I have a OpenBSD box (as a router firewall to my internal net in a network that is not mine) behind another firewalls etc. that I need ssh access to. I can't ssh to it, other people can modify firewalls rules etc. that block a direct ssh access. So I thinking of a reverse ssh tunnel to one of my FreeBSD box on internet.

[my network with servers] -> [my OpenBSD FW] -> (not my network) -> (not mine FW) -> INTERNET <- [my firewall] <- [FreeBSD box]

I made a local account on the FreeBSD machine with /bin/sh and the reverse tunnel working with:  ssh -R 12345:localhost:22 user@ip-adress-to-freebsd -p 12345
But I don't want any ssh access from OpenBSD (just in case) to the FreeBSD machine. Tried /sbin/nologin and /bin/false, but no access with the tunnel.

Is there any way to secure a reverse ssh tunnel with "a no ssh shell" like thing on the FreeBSD box?
On OpenBSD you have authpf that work, but on FreeBSD?

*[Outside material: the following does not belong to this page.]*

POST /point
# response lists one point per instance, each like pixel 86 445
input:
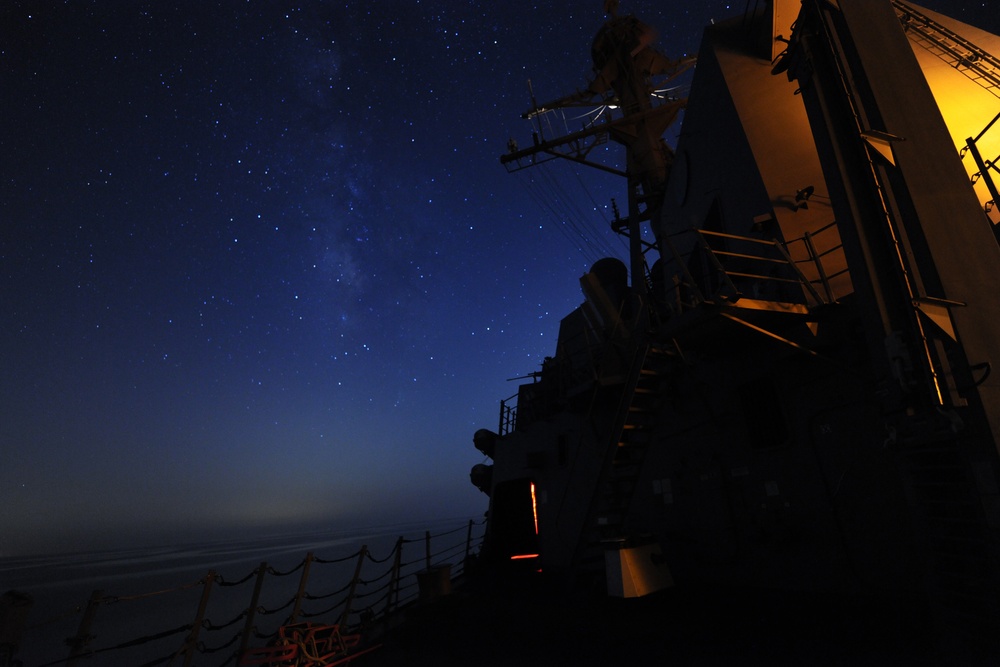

This blocks forwarding tunnels (in sshd_config), as make this a title more secure. But still, you have shell.
GatewayPorts no
AllowTcpForwarding remote



And, if the connection is doping, I need that the tunnel should reconnect to the FreeBSD box. Is there any good alternative? Need a 24/7 link (or access to the OpenBSD machine via FreeBSD servern).
autossh... script that check the connections and run ssh again....?

Other suggestions on a ssh access to the OpenBSD box?

//Hilda


----------



## T-Daemon (Apr 22, 2019)

hilda said:


> On OpenBSD you have authpf that work, but on FreeBSD?


If you are looking for authpf(8) on FreeBSD, you have it in the base system.


----------